Maybe if she doesn’t seem exciting to him, he’ll let her go back to where ever she can’t remember coming from. The pulling of her hair diverts her from focusing on the pain of her slashed-open forehead, where the bandage is secured too tightly.

He moves a steady hand towards her. Assaulting her… again. It feels no less intrusive this time than it did before. Her attempt to raise her hands are hindered by something. Her efforts to defend herself from the suddenness of his well-practiced gesture, his very presence, and his uninvited invasion into her life… such as it is, are thwarted.

The rails of the bed shake stiffly, uninterested in her circumstance, they clack against the metal bed frame. The girl fights harder against the hold the tethers have on her. She finds that she’s tied securely. Her struggles are rendered useless. Her ankles and wrists are attached to the gurney. She’s a bug caught in the liquid resin of a conifer, in time she’ll become encased in a prison of inescapable amber.

The rails rattle louder as she resists the uncomfortably tight bonds that dig into her flesh. If they were any tighter, they would act as a tourniquet cutting off the flow of blood. As it is, the blood circulating through her vascular system is significantly reduced, causing her arms and legs to tingle with the lack of oxygen going to the tissue. The sensation of pins and needles make her wiggle her toes, and flex her fingers, to fill them with freshly oxygenated blood. Flexors and extensors work in a jerky fashion to ease the irritating sensation. She’s going nowhere.

Her body is, for the most part, incapacitated due to the noxious potion the Man-In-The-White-Coat injected into her. The dull pulse of hopelessness taking root, and the despair is biting into her, evermore driving home the reality of the situation at hand.

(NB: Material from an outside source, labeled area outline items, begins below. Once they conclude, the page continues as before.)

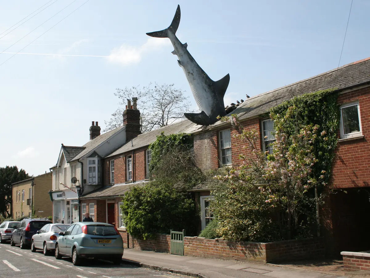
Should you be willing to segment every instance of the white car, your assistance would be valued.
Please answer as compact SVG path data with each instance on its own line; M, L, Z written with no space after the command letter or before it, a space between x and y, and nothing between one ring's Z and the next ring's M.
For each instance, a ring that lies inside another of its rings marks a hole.
M7 240L10 240L11 233L17 225L18 221L4 221L0 225L0 243L4 243Z

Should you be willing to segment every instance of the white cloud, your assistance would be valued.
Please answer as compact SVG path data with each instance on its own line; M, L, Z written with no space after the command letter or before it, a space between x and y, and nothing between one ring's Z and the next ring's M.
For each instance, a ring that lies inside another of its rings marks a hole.
M33 147L28 147L23 150L18 152L15 156L18 158L35 158L38 155L38 153Z
M158 38L149 38L145 43L137 47L124 43L119 47L113 49L108 59L111 62L125 66L136 64L140 61L146 53L170 44L169 40Z

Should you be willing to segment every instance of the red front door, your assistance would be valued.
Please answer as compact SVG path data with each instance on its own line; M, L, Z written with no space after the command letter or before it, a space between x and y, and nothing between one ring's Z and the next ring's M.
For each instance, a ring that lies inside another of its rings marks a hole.
M115 226L115 217L114 217L114 203L107 203L107 208L108 215L108 223Z

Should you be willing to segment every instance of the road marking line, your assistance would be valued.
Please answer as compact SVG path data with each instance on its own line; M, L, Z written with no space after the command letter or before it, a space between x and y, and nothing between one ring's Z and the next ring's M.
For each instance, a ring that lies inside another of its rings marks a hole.
M58 268L60 268L60 267L56 267L54 265L52 265L51 264L48 264L47 262L45 262L41 261L39 261L38 260L37 260L36 259L31 259L33 261L34 261L35 262L39 262L40 264L42 264L43 265L47 265L48 267L52 267L53 268L55 268L57 269Z
M18 269L18 268L17 268L14 265L13 265L12 264L11 264L10 263L7 261L6 261L6 260L4 260L4 261L3 261L3 262L4 264L6 264L7 265L8 267L9 267L10 268L11 268L11 269L12 269L14 271L21 271L19 269Z
M16 253L16 252L14 252L14 251L11 251L11 250L7 250L7 251L8 252L10 252L10 253L13 253L13 254L15 254L16 255L18 255L18 256L23 256L23 255L22 255L21 254L20 254L19 253Z

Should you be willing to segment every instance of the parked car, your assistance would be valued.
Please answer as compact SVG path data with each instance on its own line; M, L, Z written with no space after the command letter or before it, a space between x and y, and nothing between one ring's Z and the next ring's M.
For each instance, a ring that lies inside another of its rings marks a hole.
M36 252L36 249L42 249L46 256L49 251L55 249L55 242L59 233L64 232L70 225L55 223L47 224L32 236L31 241L31 251Z
M123 241L113 225L100 222L77 222L59 233L55 244L55 258L72 258L75 265L84 258L104 258L119 264Z
M6 241L10 240L14 227L19 223L19 221L4 221L0 225L0 243L4 243Z
M24 249L31 245L31 240L36 232L47 224L51 223L47 218L26 218L18 223L17 228L11 233L10 245L19 244Z

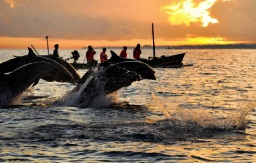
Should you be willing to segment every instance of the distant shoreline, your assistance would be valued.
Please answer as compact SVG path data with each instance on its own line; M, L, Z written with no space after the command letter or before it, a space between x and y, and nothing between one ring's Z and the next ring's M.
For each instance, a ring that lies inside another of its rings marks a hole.
M134 48L135 47L128 47L128 49ZM120 48L123 49L123 47L98 47L95 48L106 48L108 49ZM150 45L144 45L142 47L143 49L151 49L153 48ZM197 45L180 45L178 46L156 46L156 49L256 49L256 44L206 44ZM82 49L87 49L87 47L83 47Z

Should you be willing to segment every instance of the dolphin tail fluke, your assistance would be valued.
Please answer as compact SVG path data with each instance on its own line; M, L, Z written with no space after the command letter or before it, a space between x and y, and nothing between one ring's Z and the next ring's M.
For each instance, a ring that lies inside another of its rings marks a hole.
M6 75L8 83L12 89L16 90L15 92L23 91L33 83L36 85L39 79L49 71L51 66L50 64L43 61L26 65Z
M120 59L120 57L115 53L112 51L110 51L110 53L111 53L111 58L114 60L119 60Z
M34 52L34 51L32 49L29 47L28 47L28 55L30 55L31 56L37 55Z

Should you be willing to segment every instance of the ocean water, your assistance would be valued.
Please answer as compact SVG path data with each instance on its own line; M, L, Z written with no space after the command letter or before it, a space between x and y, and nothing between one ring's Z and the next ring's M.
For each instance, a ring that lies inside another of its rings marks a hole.
M66 58L71 51L59 52ZM78 51L83 62L86 50ZM0 162L256 162L256 50L156 50L184 52L193 67L155 69L156 80L134 82L88 108L56 102L75 86L41 80L0 108ZM0 62L27 54L1 50Z

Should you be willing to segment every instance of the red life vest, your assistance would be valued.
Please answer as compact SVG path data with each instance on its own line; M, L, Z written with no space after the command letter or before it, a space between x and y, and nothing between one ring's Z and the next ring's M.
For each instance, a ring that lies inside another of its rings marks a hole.
M108 55L104 52L100 53L100 62L102 62L108 60Z
M86 59L87 60L93 60L94 52L92 50L88 50L86 52Z
M141 50L134 48L133 49L133 58L135 59L140 59L140 56L141 54Z
M123 57L124 58L126 58L127 57L127 53L124 50L123 50L120 53L120 54L119 55L119 57Z

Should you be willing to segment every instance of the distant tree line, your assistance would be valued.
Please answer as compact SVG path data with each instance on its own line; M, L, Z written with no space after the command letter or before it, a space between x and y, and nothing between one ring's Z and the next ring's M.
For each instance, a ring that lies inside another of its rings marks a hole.
M96 47L96 48L101 48L103 47ZM108 49L123 48L123 47L106 47ZM143 46L143 48L152 48L152 46L149 45ZM134 48L134 47L128 47L128 49ZM256 44L205 44L196 45L180 45L178 46L156 46L157 49L256 49ZM82 49L87 49L87 47L83 47Z

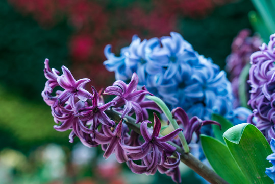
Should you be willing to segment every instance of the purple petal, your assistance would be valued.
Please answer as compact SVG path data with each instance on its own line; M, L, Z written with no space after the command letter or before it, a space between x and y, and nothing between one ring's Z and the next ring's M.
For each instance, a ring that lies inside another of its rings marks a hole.
M153 169L157 166L158 164L158 161L159 160L159 149L158 146L156 145L153 145L153 152L152 154L152 162L150 163L150 165L148 166L147 169L147 170Z
M127 154L125 151L121 148L119 145L118 145L115 150L115 156L117 162L119 163L122 163L129 160L127 156Z
M69 69L68 69L65 66L62 66L61 68L62 69L62 72L63 73L64 75L65 76L66 80L68 81L68 82L69 84L72 84L72 85L75 86L76 79L74 79L74 78L71 74L71 73L69 70Z
M160 119L157 116L156 113L154 112L154 128L153 129L152 137L157 137L159 136L160 129L161 128L161 123Z
M117 140L118 139L116 137L113 137L111 140L111 142L110 142L106 151L105 151L105 153L104 153L104 154L103 155L103 157L106 159L107 159L110 156L111 156L112 153L114 152L116 147L118 146L118 143L117 142ZM99 143L99 142L98 142Z
M129 157L132 160L137 160L144 157L150 151L151 148L151 144L145 142L141 145L142 151L137 153L130 153L129 154Z
M171 113L173 117L179 120L183 124L184 127L188 125L189 119L186 112L182 108L177 107L176 109L173 109Z
M134 91L137 88L137 86L138 84L138 77L136 74L134 73L132 76L132 78L131 79L131 82L128 84L128 88L127 89L127 93L131 93L131 92Z
M179 133L180 133L182 130L182 129L178 128L165 136L164 136L162 137L158 138L158 140L160 141L164 142L167 142L168 141L171 141L171 140L172 140L174 137L178 135Z
M78 98L81 101L86 101L88 99L92 99L93 96L87 90L80 88L77 93Z

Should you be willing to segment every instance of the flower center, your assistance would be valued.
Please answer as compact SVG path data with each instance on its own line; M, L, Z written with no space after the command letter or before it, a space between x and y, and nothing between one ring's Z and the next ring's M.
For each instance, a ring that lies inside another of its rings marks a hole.
M94 109L93 110L93 112L95 113L97 112L99 110L99 109L98 107L96 106L94 108Z

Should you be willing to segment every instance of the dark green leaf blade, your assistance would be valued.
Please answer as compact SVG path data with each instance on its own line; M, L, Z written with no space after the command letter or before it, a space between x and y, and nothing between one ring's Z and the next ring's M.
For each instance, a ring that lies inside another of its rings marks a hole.
M212 120L219 122L221 126L221 129L220 129L219 126L212 125L215 137L218 140L224 143L222 135L226 131L234 126L233 124L222 116L215 113L212 114Z
M273 183L265 174L272 166L266 157L272 153L268 142L255 126L236 125L224 132L223 137L232 155L251 183Z
M249 183L226 145L217 139L201 135L203 150L214 170L230 183Z

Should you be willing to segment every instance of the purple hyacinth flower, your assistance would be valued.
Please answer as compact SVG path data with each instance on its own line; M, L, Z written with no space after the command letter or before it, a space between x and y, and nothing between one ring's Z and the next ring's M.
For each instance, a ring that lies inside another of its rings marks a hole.
M99 123L103 125L114 127L115 123L106 115L104 111L109 107L116 104L115 101L111 101L106 104L101 103L100 96L95 89L92 86L93 94L93 98L92 100L92 106L84 107L80 111L80 114L82 116L81 119L86 121L92 121L92 129L95 130L99 125Z
M275 182L275 139L273 138L270 141L270 146L273 153L267 156L266 159L269 160L269 162L273 165L273 166L267 168L265 173Z
M53 89L58 86L59 84L57 82L57 78L59 77L59 71L55 69L51 68L48 64L48 59L45 59L45 68L44 69L44 74L45 77L48 80L46 82L45 84L45 88L41 93L42 97L45 102L47 105L51 106L53 105L57 100L57 97L53 97L51 95L53 92ZM57 91L58 94L60 91Z
M177 107L172 110L173 117L177 120L178 123L183 127L183 134L188 144L191 142L193 133L195 132L198 139L201 134L201 128L204 125L220 124L215 121L211 120L202 121L197 117L193 117L190 120L185 111L181 107Z
M102 131L96 132L95 139L99 144L108 144L104 149L105 152L103 157L106 159L114 152L117 161L121 163L129 160L127 153L135 153L142 151L141 146L130 147L124 145L123 140L127 135L128 128L122 123L122 120L113 132L112 132L109 127L105 125L102 126Z
M149 132L149 130L152 129L148 129L147 125L151 122L149 121L144 121L141 123L140 131L145 141L141 145L143 151L129 154L129 158L132 160L144 159L146 157L147 159L150 160L150 164L148 165L138 165L131 160L128 164L130 169L135 173L144 173L145 170L148 173L154 172L156 169L157 165L160 164L161 157L160 153L165 150L167 155L170 156L176 150L174 147L167 143L166 142L173 139L181 131L182 131L182 129L178 129L165 136L159 137L161 124L155 113L154 113L154 122L153 131L151 132Z
M84 89L85 85L90 81L90 79L84 78L76 81L68 68L63 66L62 69L63 74L57 78L58 84L65 89L58 97L61 104L63 104L70 98L71 99L69 101L74 103L75 96L83 101L93 98L89 92Z
M260 51L251 56L248 83L251 87L248 104L253 109L248 121L255 121L256 127L268 141L275 138L275 34L268 45L263 43Z
M262 44L261 38L257 35L249 37L251 31L244 29L240 31L231 45L231 53L226 59L226 70L230 74L230 80L232 84L232 90L236 97L234 106L239 104L239 76L244 67L249 63L251 54L259 51ZM248 91L249 86L246 84Z
M80 118L81 117L79 113L80 109L84 106L84 102L79 101L74 106L67 104L62 107L60 104L55 108L52 107L52 114L55 118L56 122L61 122L60 125L55 125L54 128L59 131L65 131L72 129L70 137L70 142L73 142L73 137L78 136L82 143L88 147L97 146L98 144L91 136L91 134L94 132L93 130L86 126L87 122L82 121Z
M133 110L136 113L136 123L141 121L143 119L143 112L140 104L144 99L145 95L151 95L145 90L137 90L138 83L138 77L136 73L134 73L129 84L126 84L122 81L116 81L112 86L107 87L104 91L104 94L117 96L113 99L113 101L117 103L115 107L119 107L124 105L121 118L123 118Z

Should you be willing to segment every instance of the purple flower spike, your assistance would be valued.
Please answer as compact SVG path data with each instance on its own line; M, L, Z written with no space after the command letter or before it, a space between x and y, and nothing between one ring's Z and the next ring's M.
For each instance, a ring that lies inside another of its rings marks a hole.
M172 115L177 120L178 123L182 125L183 134L188 144L191 142L192 135L194 132L196 133L198 139L199 139L201 128L204 125L212 124L219 125L221 127L220 124L217 122L211 120L202 121L197 117L193 117L189 120L185 111L181 107L177 107L173 109ZM197 141L198 141L198 140Z
M51 69L48 65L48 59L45 59L45 68L44 69L44 74L45 77L48 80L46 82L45 88L41 93L43 99L47 105L51 106L57 100L57 97L53 97L51 95L53 89L58 86L57 83L57 78L59 77L59 71L55 68Z
M136 123L141 121L143 119L143 112L140 104L145 95L151 95L145 90L137 90L138 83L138 77L136 73L134 73L129 84L126 84L122 81L118 80L112 86L107 87L104 91L105 94L117 96L113 100L117 103L115 107L121 107L124 105L121 118L123 118L133 110L136 113ZM146 106L145 104L143 105Z
M57 78L58 84L65 89L58 97L61 104L64 104L69 99L69 101L74 103L75 96L83 101L86 101L88 98L93 98L90 93L83 88L85 85L90 81L90 79L85 78L76 81L69 69L64 66L63 66L62 68L63 74Z
M127 126L122 123L122 120L113 132L110 127L105 125L102 126L102 130L103 133L95 133L95 141L99 144L108 144L103 155L105 158L109 158L114 152L117 161L121 163L129 160L127 152L136 153L142 151L140 146L129 147L129 149L126 149L127 147L125 146L122 147L124 146L122 140L128 131Z
M85 107L81 109L80 114L82 116L83 120L93 121L93 129L94 130L101 123L103 125L114 127L115 123L106 115L104 111L110 107L116 104L116 102L111 101L106 104L100 102L101 98L95 88L92 86L93 93L93 99L92 100L92 106Z
M170 156L175 151L176 148L167 143L166 142L173 139L181 131L182 131L182 129L178 129L164 136L159 137L161 124L155 113L154 113L154 121L155 124L153 132L151 133L148 132L147 127L147 124L151 122L149 121L144 121L141 123L140 131L145 141L141 145L143 152L129 154L129 158L133 160L146 159L146 159L150 160L150 164L146 166L147 168L146 172L148 173L152 173L155 171L156 167L160 163L160 153L162 153L163 150L165 151L168 156ZM144 166L138 165L133 162L130 162L129 164L129 167L132 168L137 172L141 172L144 169Z
M52 113L56 121L62 122L60 125L55 125L54 128L59 131L72 129L69 136L70 142L73 142L73 137L76 135L86 146L91 147L97 146L97 143L91 136L94 130L86 126L87 121L82 121L80 118L81 116L79 113L79 110L84 107L84 102L79 101L73 107L69 104L62 107L59 104L56 109L52 108Z

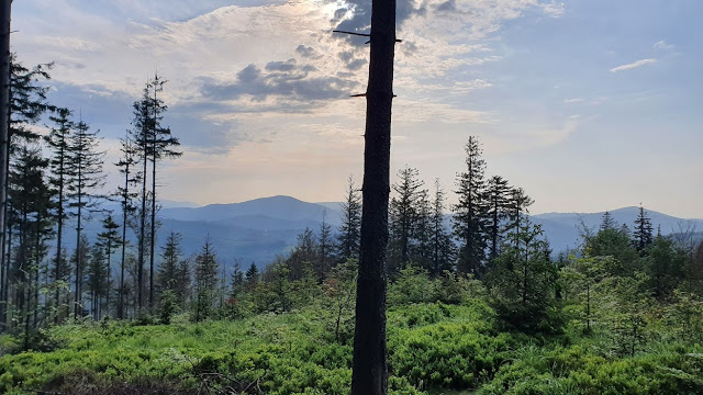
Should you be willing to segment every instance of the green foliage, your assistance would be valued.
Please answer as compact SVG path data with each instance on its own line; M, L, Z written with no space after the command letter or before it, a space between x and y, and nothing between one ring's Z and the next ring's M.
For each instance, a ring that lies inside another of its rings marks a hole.
M171 323L171 317L178 311L178 296L171 290L166 290L161 292L159 305L158 305L158 317L161 324L169 325Z

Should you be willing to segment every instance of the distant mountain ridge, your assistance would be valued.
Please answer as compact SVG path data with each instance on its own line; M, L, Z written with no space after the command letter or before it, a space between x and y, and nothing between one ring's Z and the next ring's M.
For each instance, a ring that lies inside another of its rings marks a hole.
M209 235L221 257L242 258L259 266L270 262L276 255L286 253L305 228L320 229L323 215L334 230L342 223L339 202L309 203L277 195L241 203L210 204L200 207L161 208L158 213L163 226L160 238L174 230L183 235L183 250L194 252ZM610 211L618 224L633 227L639 207ZM703 232L703 219L678 218L655 211L647 211L652 226L665 235L676 233L679 223L691 221ZM324 213L324 214L323 214ZM533 215L542 225L545 237L555 251L578 247L582 224L596 229L604 212L599 213L545 213ZM449 225L450 215L446 223Z
M696 232L703 232L703 219L699 218L679 218L656 211L646 210L647 215L651 219L651 225L657 232L661 229L662 235L679 233L681 226L690 223L695 227ZM639 207L629 206L609 211L613 221L617 224L625 224L629 229L633 228L635 218L639 214ZM534 223L542 225L545 237L549 240L555 251L572 249L578 247L581 238L582 225L589 229L598 230L603 222L605 212L599 213L545 213L533 215Z
M342 203L309 203L291 196L270 196L241 203L210 204L205 206L183 206L188 203L168 202L168 206L158 212L160 226L157 234L157 253L170 232L182 235L181 249L186 256L197 253L207 238L225 267L231 268L234 260L244 266L255 262L265 267L277 255L288 253L295 245L298 235L305 228L317 233L324 215L325 222L336 232L342 223ZM194 205L194 204L190 204ZM108 207L105 207L108 208ZM113 215L119 214L119 206L109 207ZM626 224L631 229L637 217L639 207L624 207L610 211L618 224ZM556 252L579 246L581 223L588 228L598 229L604 212L599 213L545 213L532 215L535 224L542 225L544 236ZM703 219L678 218L663 213L648 211L655 232L669 235L678 232L679 223L690 222L699 233L703 232ZM451 216L445 217L450 226ZM67 222L67 228L74 225ZM85 232L90 239L101 230L100 218L96 217L85 224ZM701 235L699 235L700 237ZM134 246L136 238L132 229L127 238ZM65 234L64 245L75 246L75 233ZM157 256L157 262L160 256Z

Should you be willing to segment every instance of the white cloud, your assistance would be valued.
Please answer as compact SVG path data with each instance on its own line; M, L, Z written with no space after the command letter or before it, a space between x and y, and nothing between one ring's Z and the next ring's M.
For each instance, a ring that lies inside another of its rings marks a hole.
M657 49L657 50L669 50L669 49L673 49L673 45L671 44L667 44L666 41L658 41L656 42L652 46L652 48Z
M618 71L632 70L634 68L641 67L644 65L655 64L655 63L657 63L657 59L641 59L627 65L613 67L610 71L618 72Z
M553 0L548 4L542 4L542 11L551 18L559 18L563 15L565 8L563 3L558 3Z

Her brain is fighting the drugs. She’s rousing, but only slightly. Waking in this room, with these two men, is nearly overwhelming to her. Confusion and disorientation at its finest. She’s Alice, rag-dolling headfirst down the rabbit hole. A horrific cocoon of fear spins around her, encases her, smothering her, slowly. It presses her into the repressive, stuffy, sarcophagus of her own being. The last place she can possibly escape. Inside herself.

She pushes, and she struggles until the claustrophobia of the moment flees, but like the incoming of high tide to drown her indefensible and immature shell, it takes baby-steps and creeps back again. Invisible hands of anxiety choke her, meaning to snuff out the miserably dull spark of sanity and hope which remains within her.

Smells of many odd and curious things; noxious medicines, and sanitizers sting the eyes and the nose. Wafts of chemicals rub raw the inside of her nose, sucking the moisture from the membranes, drying them, cracking them.